ARA La Plata was the lead La Plata-class destroyer of the Argentine Navy. She was ordered in 1910 to keep pace with the Brazilian Navy and commissioned in 1912. She primarily operated as a torpedo boat, scout, and training ship for the next four decades. By 1955, the Navy had no use for the old ship and she was stricken two years later.
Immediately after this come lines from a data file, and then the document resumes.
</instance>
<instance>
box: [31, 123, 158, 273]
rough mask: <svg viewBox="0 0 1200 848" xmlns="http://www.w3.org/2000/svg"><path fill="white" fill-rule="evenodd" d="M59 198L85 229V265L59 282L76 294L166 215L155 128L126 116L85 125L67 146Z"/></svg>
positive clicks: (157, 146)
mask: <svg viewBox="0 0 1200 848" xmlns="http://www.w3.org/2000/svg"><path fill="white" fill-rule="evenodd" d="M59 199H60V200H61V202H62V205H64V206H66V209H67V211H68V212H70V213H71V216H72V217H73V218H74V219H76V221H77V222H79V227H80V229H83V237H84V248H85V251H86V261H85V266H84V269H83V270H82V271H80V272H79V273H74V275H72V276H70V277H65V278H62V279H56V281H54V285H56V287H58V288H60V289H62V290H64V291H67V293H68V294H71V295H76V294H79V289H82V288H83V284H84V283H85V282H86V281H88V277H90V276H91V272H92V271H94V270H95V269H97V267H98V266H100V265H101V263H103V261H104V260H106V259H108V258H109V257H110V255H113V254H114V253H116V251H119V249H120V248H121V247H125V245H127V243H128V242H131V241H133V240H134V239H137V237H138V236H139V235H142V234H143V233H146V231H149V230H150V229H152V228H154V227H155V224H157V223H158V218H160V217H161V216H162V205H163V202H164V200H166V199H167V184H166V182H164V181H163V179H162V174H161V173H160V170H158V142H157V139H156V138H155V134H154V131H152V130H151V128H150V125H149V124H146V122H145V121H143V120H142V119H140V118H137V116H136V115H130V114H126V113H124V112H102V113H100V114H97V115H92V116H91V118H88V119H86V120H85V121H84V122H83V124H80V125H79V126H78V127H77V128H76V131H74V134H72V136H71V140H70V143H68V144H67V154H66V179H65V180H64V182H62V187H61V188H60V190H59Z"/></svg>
== Development and design ==
In 1910, Argentina ordered a dozen torpedo boat destroyers in response to a major expansion of the Brazilian Navy. As the nation lacked a major shipbuilding industry, it ordered the ships from experienced foreign shipyards in Europe. Only the four built in Germany were ultimately operated by Argentina, with the order equally split between two shipyards. The pair ordered from Schichau-Werke in Elbing were known as the La Plata-class destroyers. The two destroyers—La Plata and her sister ship Cordoba—had an overall length of 90.0 m with a beam of 9.0 m and a maximum draught of 5.0 m. They displaced 875 LT at normal load and 1,368 LT at full load and carried a complement of 150. Propulsion was provided by two propellers powered by Curtis AEG steam turbines supplied by five Schulz-Thornycroft boilers, which produced 28,000 shp and a maximum speed of 35 kn. The destroyers carried 290 LT of coal and 50 LT of fuel oil, which enabled a range of 3000 nmi at 15 kn. Armament consisted of four 102 mm caliber main guns, two 37 mm anti-aircraft guns, and four 533 mm torpedo tubes. The design featured three funnels and cost 124,360 per ship.

== Service history ==
La Plata was launched in 1911 and commissioned on 30 March 1912. During speed trials, she reached a top speed of 36.8 kn. She was named after the city of La Plata and assigned the pennant number D-4. The destroyer reached Argentina in July and was initially assigned to the Scout-Torpedo Boat Group (Grupo de Exploradores-Torpederas) and patrolled off Mar del Plata. Between 1912 and 1927, she would be intermittently placed in and out of commission, assigned to the training division or Scout-Torpedo Boat Group, and preformed exercises with other Argentine warships along the coast. Between 1927 and 1935, the destroyer was modernized by the Brazilian Navy Arsenal, which included converting the ship to burn fuel oil. She returned to service in 1935, and proceeded to operate with torpedo boat and reconnaissance squadrons before she was assigned to the river squadron in 1941. Five years later, she was transferred to the Río de la Plata Naval Force's torpedo boat division and became the flagship briefly, before she was again modernized between 1947 and 1951. She was reused as a training ship between 1951 and 1955; that year, the Navy had no use for the old destroyer and placed her in reserve. Due to administrative issues slowing the process, she was stricken on 10 January 1957.